Stop the destruction of EPA documents and libraries!

The Environmental Protection Agency (EPA) has begun closing its nationwide network of scientific libraries, effectively preventing EPA scientists and the public from accessing vast amounts of data and information on issues from toxicology to pollution. Several libraries have already been dismantled, with their contents either destroyed or shipped to repositories where they are uncataloged and inaccessible.

Stop the destruction of EPA documents and libraries!

Early in the 20th Century German revolutionary leader Rosa Luxemburg said our choice was between socialism and barbarism, today the choice for humanity could very well be between socialism and extinction. We face massive problems with global warming and toxins that have become so prevalent in the environment that dead polar bears in the arctic need to be treated as toxic waste. Yet with all wealth created by the exploitation of labor and the environment, the capitalists see the way to increase their falling rates of profit through increased exploitation of labor and increased exploitation and destruction of the environment. It is in this context that the Environmental Protection Agency is destroying needed documents and libraries in the United States, the worst polluter in the world. With a planned economy the profits of the wealthy will no longer be the motivation for economic activities, human and environmental needs will be. In Cuba, it is because of what they have been able to do with their planned economy that the World Wildlife Fund has named them the only country in the world with sustainable environmental policies.

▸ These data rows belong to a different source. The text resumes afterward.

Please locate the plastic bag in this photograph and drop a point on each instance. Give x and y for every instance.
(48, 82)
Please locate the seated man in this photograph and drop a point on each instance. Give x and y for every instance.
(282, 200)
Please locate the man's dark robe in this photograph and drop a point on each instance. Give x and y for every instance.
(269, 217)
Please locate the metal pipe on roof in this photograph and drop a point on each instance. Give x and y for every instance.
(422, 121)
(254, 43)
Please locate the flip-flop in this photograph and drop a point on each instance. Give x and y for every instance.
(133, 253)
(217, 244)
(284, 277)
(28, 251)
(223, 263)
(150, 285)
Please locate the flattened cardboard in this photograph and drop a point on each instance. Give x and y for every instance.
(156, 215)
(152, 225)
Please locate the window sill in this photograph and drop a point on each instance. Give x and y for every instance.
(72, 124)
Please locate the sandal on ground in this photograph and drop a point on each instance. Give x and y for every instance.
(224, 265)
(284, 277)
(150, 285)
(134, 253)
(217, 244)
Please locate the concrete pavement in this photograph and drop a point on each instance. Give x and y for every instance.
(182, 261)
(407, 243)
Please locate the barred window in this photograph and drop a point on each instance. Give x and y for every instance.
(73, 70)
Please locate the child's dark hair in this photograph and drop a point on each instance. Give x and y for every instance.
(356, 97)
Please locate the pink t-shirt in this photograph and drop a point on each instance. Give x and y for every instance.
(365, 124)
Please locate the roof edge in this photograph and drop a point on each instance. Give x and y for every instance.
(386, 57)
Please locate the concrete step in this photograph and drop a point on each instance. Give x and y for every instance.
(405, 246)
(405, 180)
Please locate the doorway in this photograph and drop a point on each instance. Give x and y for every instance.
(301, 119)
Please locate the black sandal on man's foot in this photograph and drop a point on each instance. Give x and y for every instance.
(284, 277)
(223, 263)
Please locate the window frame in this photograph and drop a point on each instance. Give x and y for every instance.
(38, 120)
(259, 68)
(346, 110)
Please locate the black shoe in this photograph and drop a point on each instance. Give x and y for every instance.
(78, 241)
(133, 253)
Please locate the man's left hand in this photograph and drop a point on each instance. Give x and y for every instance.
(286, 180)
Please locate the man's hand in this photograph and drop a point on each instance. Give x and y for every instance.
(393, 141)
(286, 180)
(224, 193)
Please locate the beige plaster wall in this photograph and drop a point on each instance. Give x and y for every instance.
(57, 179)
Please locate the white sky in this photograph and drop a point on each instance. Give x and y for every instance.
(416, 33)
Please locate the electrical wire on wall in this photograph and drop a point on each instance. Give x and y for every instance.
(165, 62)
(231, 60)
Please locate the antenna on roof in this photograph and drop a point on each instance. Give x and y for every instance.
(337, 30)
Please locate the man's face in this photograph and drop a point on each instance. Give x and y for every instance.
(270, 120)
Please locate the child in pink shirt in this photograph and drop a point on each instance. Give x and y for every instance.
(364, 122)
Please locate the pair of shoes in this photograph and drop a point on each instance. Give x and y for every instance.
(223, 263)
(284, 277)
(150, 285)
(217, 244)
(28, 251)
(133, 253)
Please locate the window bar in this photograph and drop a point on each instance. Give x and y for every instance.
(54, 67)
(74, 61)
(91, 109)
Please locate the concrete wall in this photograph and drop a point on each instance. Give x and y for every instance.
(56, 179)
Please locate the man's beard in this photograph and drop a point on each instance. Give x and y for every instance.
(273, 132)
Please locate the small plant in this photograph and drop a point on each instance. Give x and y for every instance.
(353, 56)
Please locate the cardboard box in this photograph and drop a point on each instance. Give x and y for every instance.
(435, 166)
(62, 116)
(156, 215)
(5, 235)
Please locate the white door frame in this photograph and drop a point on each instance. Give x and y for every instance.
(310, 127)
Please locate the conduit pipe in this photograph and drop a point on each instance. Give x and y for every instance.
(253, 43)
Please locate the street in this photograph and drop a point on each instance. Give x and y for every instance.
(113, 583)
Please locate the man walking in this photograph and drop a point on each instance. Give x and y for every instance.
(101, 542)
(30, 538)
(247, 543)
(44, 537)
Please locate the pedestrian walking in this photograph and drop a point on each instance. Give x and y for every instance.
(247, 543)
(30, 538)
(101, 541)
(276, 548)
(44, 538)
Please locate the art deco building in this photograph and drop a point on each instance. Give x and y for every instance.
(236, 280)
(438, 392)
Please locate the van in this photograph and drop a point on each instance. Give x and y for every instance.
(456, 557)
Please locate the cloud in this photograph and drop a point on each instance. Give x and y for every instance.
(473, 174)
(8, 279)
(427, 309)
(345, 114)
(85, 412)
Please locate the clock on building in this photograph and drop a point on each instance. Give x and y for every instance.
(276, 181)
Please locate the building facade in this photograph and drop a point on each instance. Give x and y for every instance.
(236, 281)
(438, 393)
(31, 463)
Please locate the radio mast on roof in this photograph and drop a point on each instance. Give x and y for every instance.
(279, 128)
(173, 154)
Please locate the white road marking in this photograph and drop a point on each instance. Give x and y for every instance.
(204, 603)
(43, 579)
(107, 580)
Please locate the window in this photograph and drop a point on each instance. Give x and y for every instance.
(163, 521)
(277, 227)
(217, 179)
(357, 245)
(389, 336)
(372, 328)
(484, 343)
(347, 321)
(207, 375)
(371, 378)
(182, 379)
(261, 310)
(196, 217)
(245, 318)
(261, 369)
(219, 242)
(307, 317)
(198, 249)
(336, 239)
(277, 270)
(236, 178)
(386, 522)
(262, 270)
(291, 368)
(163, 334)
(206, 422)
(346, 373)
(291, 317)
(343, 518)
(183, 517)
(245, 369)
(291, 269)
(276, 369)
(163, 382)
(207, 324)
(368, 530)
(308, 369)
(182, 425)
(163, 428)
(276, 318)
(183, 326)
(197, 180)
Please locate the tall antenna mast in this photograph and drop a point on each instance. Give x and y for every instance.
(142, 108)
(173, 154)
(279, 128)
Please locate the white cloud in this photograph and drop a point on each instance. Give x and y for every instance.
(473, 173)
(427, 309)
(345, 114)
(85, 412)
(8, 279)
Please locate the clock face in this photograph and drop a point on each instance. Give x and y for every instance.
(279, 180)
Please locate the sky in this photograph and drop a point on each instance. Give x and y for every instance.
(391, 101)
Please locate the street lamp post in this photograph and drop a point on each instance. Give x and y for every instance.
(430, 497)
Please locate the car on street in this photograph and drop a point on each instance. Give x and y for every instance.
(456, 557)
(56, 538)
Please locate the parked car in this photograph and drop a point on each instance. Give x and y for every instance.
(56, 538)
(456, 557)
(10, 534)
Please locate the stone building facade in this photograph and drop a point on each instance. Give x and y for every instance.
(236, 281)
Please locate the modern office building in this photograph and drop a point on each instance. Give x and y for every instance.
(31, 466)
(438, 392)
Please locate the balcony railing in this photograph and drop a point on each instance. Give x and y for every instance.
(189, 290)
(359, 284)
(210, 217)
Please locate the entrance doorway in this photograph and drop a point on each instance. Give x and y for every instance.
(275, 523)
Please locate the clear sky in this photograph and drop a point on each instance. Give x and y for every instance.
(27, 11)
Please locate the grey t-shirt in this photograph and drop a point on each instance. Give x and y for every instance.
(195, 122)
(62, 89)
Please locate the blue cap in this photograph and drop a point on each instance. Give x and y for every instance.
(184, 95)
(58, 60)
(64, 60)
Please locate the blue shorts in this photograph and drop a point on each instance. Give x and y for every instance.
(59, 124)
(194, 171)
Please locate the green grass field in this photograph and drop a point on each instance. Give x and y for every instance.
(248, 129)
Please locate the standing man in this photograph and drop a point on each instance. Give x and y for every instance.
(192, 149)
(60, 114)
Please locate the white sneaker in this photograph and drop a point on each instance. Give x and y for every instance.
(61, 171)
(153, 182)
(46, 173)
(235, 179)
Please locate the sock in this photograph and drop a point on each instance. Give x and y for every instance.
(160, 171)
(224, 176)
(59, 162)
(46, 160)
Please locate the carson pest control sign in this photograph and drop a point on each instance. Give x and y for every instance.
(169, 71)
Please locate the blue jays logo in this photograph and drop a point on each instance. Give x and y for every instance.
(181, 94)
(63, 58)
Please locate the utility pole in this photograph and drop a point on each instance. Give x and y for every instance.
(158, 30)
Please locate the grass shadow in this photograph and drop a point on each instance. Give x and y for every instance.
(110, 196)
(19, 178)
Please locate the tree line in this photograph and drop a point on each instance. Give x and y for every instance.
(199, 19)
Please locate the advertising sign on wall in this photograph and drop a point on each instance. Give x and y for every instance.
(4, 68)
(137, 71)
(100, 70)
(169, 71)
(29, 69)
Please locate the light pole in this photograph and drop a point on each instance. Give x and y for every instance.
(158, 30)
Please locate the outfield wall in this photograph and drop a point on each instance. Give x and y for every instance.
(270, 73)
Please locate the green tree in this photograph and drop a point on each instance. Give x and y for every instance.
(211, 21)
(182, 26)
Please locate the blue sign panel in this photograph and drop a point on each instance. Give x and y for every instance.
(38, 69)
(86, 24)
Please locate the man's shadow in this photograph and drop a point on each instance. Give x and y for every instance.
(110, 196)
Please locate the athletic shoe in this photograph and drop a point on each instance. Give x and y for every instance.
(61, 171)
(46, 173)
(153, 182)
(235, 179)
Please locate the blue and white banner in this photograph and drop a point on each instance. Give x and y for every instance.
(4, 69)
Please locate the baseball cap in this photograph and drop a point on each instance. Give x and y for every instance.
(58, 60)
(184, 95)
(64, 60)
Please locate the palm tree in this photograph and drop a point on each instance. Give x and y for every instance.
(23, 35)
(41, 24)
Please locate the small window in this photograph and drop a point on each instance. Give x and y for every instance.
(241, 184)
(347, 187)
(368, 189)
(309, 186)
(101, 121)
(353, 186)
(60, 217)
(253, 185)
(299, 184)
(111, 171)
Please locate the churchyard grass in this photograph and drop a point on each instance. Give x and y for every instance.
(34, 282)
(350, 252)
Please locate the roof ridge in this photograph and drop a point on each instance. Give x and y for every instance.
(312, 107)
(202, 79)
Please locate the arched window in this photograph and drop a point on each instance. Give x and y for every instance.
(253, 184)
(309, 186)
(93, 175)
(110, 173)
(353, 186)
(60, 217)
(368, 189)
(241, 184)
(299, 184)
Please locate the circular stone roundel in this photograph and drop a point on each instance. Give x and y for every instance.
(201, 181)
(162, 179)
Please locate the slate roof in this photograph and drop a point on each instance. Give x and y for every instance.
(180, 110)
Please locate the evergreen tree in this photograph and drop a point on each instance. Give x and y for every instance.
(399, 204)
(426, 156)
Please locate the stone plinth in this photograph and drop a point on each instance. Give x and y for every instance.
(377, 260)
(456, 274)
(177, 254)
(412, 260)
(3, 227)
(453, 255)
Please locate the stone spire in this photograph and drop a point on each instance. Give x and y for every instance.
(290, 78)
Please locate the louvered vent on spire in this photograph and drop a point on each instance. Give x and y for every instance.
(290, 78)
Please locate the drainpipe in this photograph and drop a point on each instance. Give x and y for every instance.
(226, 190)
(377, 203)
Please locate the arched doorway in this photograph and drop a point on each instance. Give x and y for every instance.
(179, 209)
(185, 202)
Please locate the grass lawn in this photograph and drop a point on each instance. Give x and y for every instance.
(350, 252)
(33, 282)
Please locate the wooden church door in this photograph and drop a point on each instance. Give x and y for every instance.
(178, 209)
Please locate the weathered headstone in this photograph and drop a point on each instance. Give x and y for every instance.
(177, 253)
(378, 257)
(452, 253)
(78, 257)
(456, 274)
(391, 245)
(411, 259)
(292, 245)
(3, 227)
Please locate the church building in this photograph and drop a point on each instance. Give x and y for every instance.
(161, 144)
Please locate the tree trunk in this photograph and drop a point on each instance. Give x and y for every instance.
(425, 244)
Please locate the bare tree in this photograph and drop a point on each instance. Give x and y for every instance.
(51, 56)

Stop the destruction of EPA documents and libraries!

Fire EPA Administrator Johnson!

Forward to the world socialist revolution to save the planet!

Steven Argue for Liberation News
http://lists.riseup.net/www/info/liberation_news

********************

[An action alert from the Scientific Integrity Program of the Union of Concerned Scientists
ucsaction.org/campaign/12_1_06_EPA_Library_Closures-- moderator]

December 1, 2006
The EPA Closes Its Libraries, Destroys Documents

The Environmental Protection Agency (EPA) has begun closing its nationwide network of scientific libraries, effectively preventing EPA scientists and the public from accessing vast amounts of data and information on issues from toxicology to pollution. Several libraries
have already been dismantled, with their contents either destroyed or shipped to repositories where they are uncataloged and inaccessible.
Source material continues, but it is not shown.